Kirby Delauter vaulted to viral superstardom in January when he briefly threatened to sue his local newspaper if it used his name. The Frederick County Council member has now talked himself into another flap, albeit lower-profile, this time for crude comments about a council colleague and County Executive Jan Gardner (D). Last week Delauter, a Republican. called into a radio show to denounce Gardner and Council President Bud Otis (R) for sponsoring a bill — to be introduced on Tuesday — that would bar his family-owned general contracting company from bidding on county jobs.

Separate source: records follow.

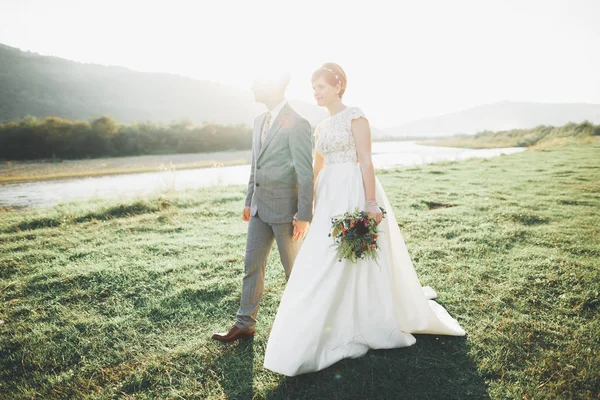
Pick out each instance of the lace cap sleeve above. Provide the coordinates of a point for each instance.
(354, 113)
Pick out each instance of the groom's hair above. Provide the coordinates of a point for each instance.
(333, 74)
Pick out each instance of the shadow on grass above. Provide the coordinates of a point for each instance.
(436, 367)
(235, 367)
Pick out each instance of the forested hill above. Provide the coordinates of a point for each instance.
(40, 86)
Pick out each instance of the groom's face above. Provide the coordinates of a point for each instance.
(267, 90)
(264, 91)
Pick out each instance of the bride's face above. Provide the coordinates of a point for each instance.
(324, 93)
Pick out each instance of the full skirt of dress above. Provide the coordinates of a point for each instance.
(332, 310)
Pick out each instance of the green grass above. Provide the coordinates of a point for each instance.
(118, 300)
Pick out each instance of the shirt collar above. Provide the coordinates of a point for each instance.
(275, 111)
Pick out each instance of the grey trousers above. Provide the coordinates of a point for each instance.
(258, 246)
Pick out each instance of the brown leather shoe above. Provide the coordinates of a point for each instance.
(234, 333)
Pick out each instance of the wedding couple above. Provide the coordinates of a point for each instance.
(330, 309)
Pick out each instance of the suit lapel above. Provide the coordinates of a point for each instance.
(257, 143)
(277, 124)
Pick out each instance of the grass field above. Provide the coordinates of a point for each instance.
(103, 300)
(12, 171)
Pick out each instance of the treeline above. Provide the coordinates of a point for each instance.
(541, 135)
(56, 137)
(531, 137)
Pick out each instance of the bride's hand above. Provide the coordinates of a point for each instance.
(375, 211)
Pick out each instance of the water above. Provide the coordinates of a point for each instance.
(48, 193)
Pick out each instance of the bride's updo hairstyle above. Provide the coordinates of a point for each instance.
(333, 74)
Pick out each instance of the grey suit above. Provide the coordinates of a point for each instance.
(280, 185)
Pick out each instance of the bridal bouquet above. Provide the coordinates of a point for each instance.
(355, 235)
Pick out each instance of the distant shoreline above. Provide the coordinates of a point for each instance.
(30, 171)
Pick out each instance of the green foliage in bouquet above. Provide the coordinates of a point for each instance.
(355, 236)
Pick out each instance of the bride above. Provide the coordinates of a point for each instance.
(332, 310)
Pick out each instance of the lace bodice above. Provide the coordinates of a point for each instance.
(334, 139)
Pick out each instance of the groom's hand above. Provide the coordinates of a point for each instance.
(300, 229)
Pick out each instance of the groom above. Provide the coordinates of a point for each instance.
(279, 199)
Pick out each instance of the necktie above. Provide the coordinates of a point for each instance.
(265, 129)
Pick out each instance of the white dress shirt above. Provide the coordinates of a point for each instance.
(275, 111)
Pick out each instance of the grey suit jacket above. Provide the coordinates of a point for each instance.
(281, 177)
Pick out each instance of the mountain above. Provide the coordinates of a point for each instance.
(498, 117)
(31, 84)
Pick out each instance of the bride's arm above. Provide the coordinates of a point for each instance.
(362, 136)
(317, 166)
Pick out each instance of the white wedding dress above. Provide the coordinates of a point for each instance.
(332, 310)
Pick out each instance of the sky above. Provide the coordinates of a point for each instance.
(405, 60)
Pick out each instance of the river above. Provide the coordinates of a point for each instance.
(35, 194)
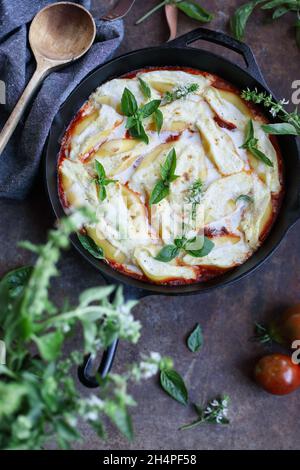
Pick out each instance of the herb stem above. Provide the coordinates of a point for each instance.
(153, 10)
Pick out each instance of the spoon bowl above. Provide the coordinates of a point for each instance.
(60, 33)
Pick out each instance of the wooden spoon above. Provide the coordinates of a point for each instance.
(60, 33)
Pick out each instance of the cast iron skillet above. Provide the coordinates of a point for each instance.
(176, 53)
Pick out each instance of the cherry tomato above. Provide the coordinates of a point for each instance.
(277, 374)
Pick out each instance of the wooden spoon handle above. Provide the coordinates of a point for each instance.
(171, 15)
(19, 109)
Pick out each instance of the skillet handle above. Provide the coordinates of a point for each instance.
(222, 39)
(85, 370)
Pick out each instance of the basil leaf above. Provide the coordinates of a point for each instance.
(128, 103)
(167, 253)
(12, 285)
(179, 242)
(49, 345)
(239, 20)
(168, 168)
(100, 170)
(282, 128)
(244, 197)
(101, 192)
(131, 122)
(260, 156)
(158, 119)
(249, 134)
(159, 192)
(89, 244)
(280, 12)
(195, 11)
(195, 340)
(174, 385)
(149, 108)
(208, 245)
(138, 132)
(146, 90)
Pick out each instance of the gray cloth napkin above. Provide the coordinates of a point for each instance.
(20, 160)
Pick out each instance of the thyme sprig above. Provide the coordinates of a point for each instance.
(179, 93)
(276, 110)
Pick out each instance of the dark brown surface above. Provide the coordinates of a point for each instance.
(224, 365)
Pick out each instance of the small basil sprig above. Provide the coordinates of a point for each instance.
(189, 7)
(195, 339)
(101, 180)
(280, 128)
(194, 196)
(135, 115)
(250, 144)
(239, 20)
(89, 244)
(174, 385)
(167, 172)
(169, 252)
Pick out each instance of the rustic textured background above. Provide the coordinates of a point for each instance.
(258, 420)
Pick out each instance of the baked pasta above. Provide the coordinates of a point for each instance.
(184, 182)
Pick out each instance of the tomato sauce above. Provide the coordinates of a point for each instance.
(203, 273)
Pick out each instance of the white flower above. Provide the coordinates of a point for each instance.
(155, 356)
(92, 416)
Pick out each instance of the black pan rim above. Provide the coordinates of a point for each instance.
(106, 270)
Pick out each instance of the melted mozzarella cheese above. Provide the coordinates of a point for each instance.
(218, 144)
(129, 231)
(157, 270)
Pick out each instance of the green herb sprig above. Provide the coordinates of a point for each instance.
(179, 93)
(189, 7)
(39, 399)
(250, 144)
(101, 180)
(194, 196)
(167, 173)
(291, 124)
(241, 16)
(195, 339)
(215, 412)
(169, 252)
(174, 385)
(89, 244)
(136, 115)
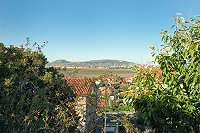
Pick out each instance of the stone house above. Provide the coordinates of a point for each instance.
(86, 102)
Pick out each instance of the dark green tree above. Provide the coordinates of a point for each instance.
(33, 98)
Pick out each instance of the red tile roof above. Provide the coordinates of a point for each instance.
(146, 70)
(80, 86)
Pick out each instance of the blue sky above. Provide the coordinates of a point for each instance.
(80, 30)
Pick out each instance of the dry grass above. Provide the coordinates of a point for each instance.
(95, 72)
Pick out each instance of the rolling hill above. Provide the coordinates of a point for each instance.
(92, 64)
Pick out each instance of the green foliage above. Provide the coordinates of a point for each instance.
(32, 98)
(173, 104)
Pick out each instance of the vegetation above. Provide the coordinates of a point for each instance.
(33, 98)
(173, 104)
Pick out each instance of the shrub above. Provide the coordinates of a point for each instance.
(173, 104)
(32, 98)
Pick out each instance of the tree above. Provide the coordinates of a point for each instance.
(171, 102)
(32, 98)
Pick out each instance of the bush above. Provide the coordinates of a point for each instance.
(32, 98)
(173, 104)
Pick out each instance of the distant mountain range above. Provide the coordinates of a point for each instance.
(92, 64)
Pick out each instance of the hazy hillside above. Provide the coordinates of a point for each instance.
(92, 64)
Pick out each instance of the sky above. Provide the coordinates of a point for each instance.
(82, 30)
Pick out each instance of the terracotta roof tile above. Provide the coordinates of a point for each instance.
(80, 86)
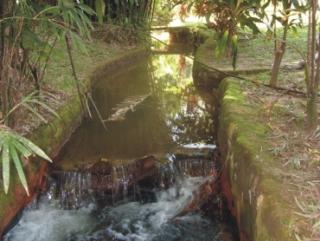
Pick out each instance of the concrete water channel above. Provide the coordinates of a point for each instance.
(149, 172)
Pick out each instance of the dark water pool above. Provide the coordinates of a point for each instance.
(152, 108)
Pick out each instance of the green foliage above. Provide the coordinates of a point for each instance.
(14, 147)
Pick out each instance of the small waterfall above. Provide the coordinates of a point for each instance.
(72, 189)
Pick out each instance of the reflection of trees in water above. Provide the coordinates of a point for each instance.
(182, 107)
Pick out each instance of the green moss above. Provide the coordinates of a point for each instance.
(51, 137)
(264, 212)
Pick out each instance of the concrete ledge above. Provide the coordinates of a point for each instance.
(251, 177)
(52, 136)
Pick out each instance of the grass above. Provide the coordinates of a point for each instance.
(296, 150)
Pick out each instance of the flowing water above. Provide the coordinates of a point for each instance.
(98, 191)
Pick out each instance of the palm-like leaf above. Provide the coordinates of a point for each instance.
(14, 147)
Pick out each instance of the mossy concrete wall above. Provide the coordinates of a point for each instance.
(52, 136)
(209, 69)
(251, 176)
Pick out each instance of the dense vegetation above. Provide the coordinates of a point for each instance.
(31, 29)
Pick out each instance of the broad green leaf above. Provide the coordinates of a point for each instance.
(100, 9)
(5, 167)
(18, 165)
(34, 148)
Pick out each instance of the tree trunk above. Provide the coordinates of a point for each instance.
(7, 7)
(314, 76)
(279, 52)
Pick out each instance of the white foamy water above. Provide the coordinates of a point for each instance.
(132, 221)
(49, 223)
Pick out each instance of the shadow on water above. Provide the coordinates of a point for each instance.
(152, 175)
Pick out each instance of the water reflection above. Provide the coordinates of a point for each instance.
(159, 108)
(184, 110)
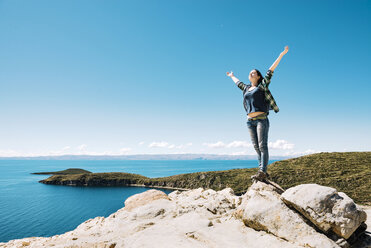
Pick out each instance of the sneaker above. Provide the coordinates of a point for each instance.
(260, 176)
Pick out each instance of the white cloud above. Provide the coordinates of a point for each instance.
(306, 152)
(158, 144)
(125, 150)
(81, 147)
(238, 143)
(281, 144)
(218, 144)
(233, 144)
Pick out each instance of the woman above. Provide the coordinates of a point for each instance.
(257, 101)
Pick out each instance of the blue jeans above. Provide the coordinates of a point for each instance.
(259, 136)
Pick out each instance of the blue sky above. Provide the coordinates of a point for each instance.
(134, 77)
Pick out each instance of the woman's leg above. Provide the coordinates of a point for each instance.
(262, 133)
(251, 125)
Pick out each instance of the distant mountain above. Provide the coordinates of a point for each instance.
(146, 157)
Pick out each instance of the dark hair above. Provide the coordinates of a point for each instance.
(259, 74)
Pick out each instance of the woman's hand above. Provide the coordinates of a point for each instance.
(230, 74)
(286, 50)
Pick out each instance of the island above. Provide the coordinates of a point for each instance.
(64, 172)
(348, 172)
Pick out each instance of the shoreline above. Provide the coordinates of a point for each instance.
(158, 187)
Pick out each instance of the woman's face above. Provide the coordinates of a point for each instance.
(253, 76)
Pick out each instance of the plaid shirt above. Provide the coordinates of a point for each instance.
(263, 86)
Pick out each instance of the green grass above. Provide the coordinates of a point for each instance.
(64, 172)
(348, 172)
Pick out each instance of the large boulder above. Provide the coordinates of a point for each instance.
(326, 208)
(262, 209)
(144, 198)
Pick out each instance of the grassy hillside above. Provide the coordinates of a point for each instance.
(64, 172)
(348, 172)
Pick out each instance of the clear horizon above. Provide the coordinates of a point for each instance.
(149, 77)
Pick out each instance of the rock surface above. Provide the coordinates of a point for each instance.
(262, 209)
(194, 218)
(326, 208)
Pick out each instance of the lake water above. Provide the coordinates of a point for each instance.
(29, 208)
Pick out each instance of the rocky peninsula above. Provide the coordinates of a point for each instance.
(348, 172)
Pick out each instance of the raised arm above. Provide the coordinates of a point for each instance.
(240, 85)
(279, 59)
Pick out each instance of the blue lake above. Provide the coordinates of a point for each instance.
(29, 208)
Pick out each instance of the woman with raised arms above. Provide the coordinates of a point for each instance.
(257, 101)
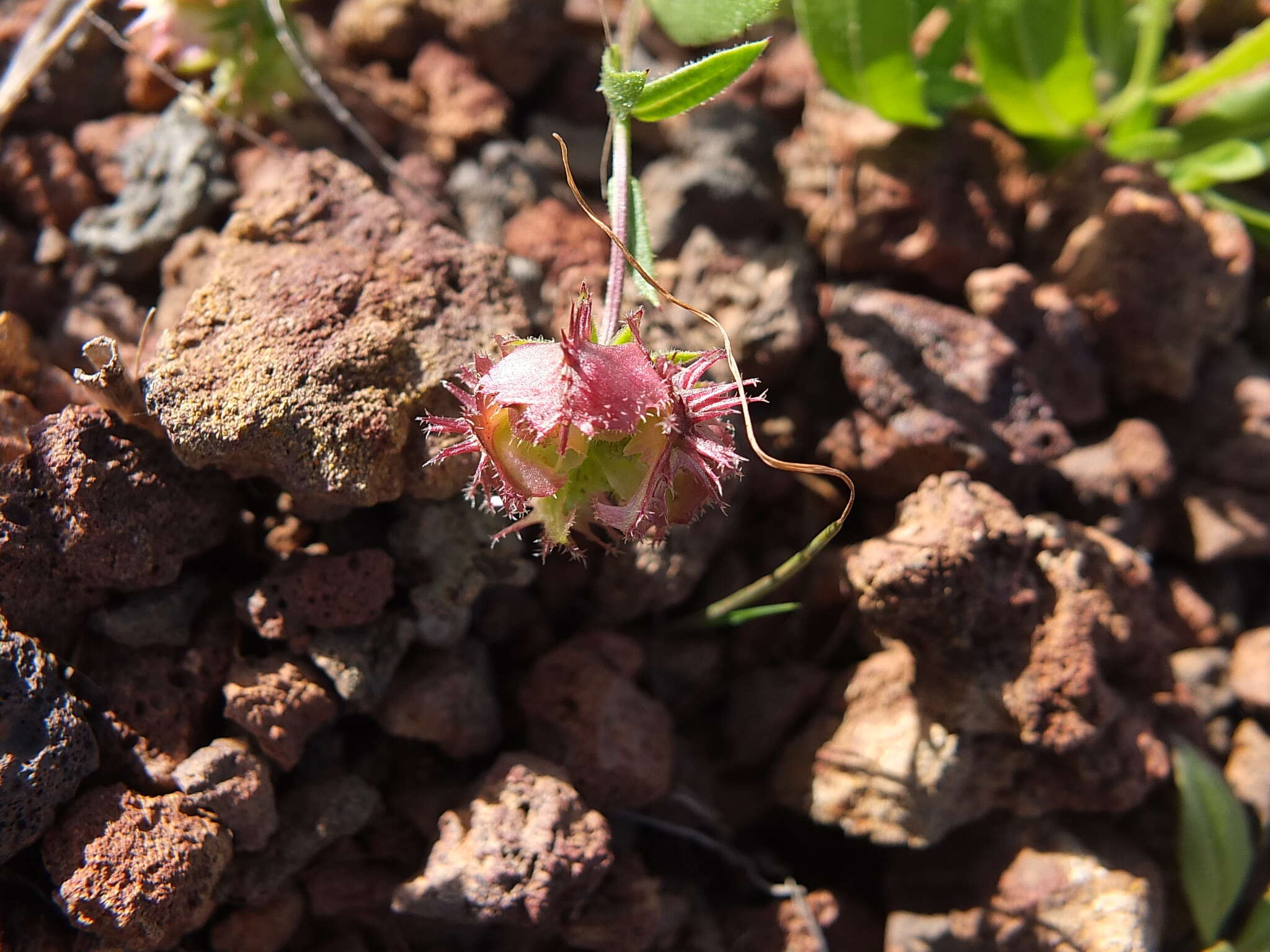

It seems that in addition to forgetting sometimes about a newspaper’s First Amendment right to publish the names of public officials, Delauter can be sketchy on what civic teachers call the appearance of conflict of interest, or the importance of ethics and squeaky clean government.
Washington Post


Editorials/Columns

With increasing frequency, especially on college campuses, speakers presenting unpopular views—or views unpopular with a vocal minority of the audience—are being disrupted or “shouted down” until they leave the stage. This has happened at my own campus and many others. Such incidents are an embarrassment, an insult to higher education’s time-honored commitment to free and open debate, and they speak volumes about the decline of civility in society. But while they violate the spirit of the First Amendment’s free speech guarantee, if force isn’t involved it’s not clear that a constitutional violation has taken place.